One of the problems that’s not often discussed in our love of technology is the fact that odds are pretty good it was built by labor that was at the very least abused and subject to incredibly dangerous working conditions. So Google is trying to reinject some human decency into buying a smartphone by replacing all those abused workers with their Google robots.

As we all know, Google spent a lot of money on robotics last year, but it wasn’t clear what they planned to do with it. At least one idea, apparently, is to maybe stop killing the people in the Third World who build us high-tech toys, so they’re teaming up with Foxconn to build a better factory robot, according to the Wall Street Journal.

Analysts said the partnership makes sense as Foxconn, the world’s largest contract manufacturer of electronics devices, can provide Google the best testing ground for its new robotics technology. They said Google is expected to build a new robotic operating system for manufacturers, just like the Android operating system for mobile computing devices. A successful robotics operating system would further strengthen Google’s position in the technology industry.
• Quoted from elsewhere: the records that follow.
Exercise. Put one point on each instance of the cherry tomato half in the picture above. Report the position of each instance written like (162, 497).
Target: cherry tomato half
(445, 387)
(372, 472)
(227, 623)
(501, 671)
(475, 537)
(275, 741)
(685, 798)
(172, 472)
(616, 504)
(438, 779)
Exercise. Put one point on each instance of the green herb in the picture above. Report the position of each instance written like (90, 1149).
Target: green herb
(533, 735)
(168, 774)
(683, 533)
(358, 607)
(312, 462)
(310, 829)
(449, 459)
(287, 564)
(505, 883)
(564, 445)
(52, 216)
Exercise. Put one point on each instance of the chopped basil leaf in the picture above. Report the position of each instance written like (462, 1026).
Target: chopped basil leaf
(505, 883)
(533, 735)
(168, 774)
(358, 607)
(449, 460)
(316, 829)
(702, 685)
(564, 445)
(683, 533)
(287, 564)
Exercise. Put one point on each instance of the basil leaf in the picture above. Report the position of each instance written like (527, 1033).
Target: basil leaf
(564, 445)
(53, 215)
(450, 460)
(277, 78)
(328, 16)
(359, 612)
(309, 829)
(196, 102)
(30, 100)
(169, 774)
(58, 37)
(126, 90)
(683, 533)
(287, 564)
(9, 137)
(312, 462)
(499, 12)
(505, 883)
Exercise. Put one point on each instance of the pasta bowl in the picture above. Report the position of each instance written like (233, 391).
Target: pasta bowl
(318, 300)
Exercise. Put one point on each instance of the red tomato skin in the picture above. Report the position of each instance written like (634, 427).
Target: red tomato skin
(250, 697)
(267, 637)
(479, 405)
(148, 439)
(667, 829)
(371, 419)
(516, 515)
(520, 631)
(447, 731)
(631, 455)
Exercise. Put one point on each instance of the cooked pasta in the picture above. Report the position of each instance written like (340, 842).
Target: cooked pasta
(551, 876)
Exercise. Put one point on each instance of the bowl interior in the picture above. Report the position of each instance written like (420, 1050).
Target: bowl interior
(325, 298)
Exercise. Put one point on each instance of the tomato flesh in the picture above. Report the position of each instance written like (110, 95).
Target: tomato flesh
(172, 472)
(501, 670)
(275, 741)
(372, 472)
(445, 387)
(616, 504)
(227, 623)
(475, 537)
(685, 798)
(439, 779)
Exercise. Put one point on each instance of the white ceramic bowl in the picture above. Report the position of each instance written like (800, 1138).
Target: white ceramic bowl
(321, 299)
One can argue that this isn’t the best news for the Chinese economy, not least because Google robots will, as they spread, put a lot of factory employees out of work. On the other hand, consider that working conditions at Foxconn are so amazing and human-rights respecting that the company has had to install nets to catch people trying to jump off the roof in a suicidal depression. We’re not talking a unionized, respected labor force, here; in some cases we’re talking about slaves.

Human rights and labor abuses in electronics manufacturing is a fairly serious issue, and it didn’t go away just because we moved on to another topic. In the long run, Google’s robots could save quite a few lives simply by reducing the chance those people will be abused, even if it won’t reduce the issue of minerals we use.